December 8, 2017 by Lorcan Roche Kelly
It’s jobs day, deal reached to progress Brexit talks, and banks win in final Basel III agreement. Here are some of the things people in markets are talking about today.
At 8:30 a.m. Eastern Time the Bureau of Labor Statistics will publish jobs data for November, with expectations for employers to have added 195,000 positions in the month, keeping the unemployment rate stable at 4.1 percent. Average hourly earnings are predicted to increase 0.3 percent in the period, as the labor market remains tight. Today’s reading is the last look at this critical data ahead of next week’s Federal Reserve meeting where a rate increase is expected to be announced.
An early-morning breakthrough on Brexit first-round negotiations takes the process toward the next stage of forging the U.K.’s post-exit relationship with the European Union. The thorny issue of the Irish border was effectively parked while outline agreements on citizen rights and the divorce bill were achieved. Leading Brexit campaigner Nigel Farage labeled the deal a “humiliation.” Gilts dropped and the pound remained relatively unchanged in the wake of the deal.
Shares in European lenders are soaring this morning, with the Stoxx 600 Banks Index climbing as much as 3 percent, after Basel III capital rules will see “no significant increase” in provisioning for the institutions. The final batch of post-crisis regulations announced yesterday will see requirements decline for some large banks. The agreement and culmination of intense lobbying removes a regulatory risk which had been hanging over the sector for almost a decade.

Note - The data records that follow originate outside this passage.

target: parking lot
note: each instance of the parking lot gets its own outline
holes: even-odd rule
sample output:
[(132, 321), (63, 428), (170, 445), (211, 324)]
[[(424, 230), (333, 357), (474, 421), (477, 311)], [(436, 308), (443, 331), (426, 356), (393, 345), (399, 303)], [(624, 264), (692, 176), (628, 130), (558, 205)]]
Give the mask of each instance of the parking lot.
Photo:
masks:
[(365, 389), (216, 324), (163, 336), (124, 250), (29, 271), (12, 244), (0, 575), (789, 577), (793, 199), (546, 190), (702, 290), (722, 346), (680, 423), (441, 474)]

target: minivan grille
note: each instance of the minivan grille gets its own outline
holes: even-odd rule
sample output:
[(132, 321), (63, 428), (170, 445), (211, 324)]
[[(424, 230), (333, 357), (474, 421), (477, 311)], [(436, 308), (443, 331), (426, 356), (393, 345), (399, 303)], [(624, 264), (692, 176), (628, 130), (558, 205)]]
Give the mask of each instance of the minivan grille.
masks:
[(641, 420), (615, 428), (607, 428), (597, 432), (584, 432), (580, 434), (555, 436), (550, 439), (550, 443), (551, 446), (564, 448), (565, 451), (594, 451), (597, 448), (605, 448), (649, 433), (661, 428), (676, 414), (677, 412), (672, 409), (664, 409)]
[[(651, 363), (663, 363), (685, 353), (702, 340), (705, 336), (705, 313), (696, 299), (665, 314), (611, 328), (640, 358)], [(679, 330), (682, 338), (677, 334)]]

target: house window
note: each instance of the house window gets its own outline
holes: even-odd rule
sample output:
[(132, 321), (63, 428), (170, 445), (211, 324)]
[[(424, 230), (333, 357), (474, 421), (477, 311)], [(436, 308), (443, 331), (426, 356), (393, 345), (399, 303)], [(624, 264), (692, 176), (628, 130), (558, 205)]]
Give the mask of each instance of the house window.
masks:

Overnight, the MSCI Asia Pacific Index added 0.6 percent, while Japan’s Topix index closed 1 percent higher following data showing the country’s economy expanded faster than expected. In Europe, the surge in bank shares is lifting the Stoxx 600 Index, which was trading 0.9 percent higher at 5:45 a.m. S&P 500 futures added 0.3 percent, the 10-year Treasury yield was at 2.389 percent and gold continued its recent slide.
Congress sent President Donald Trump a bill extending federal funding for government spending to Dec. 22, avoiding a shutdown which was scheduled to begin today. Lawmakers, who already have a busy schedule coming into the year end, will seek to resolve issues on spending limits in the next couple of weeks which would allow for agreement on a longer-term budget.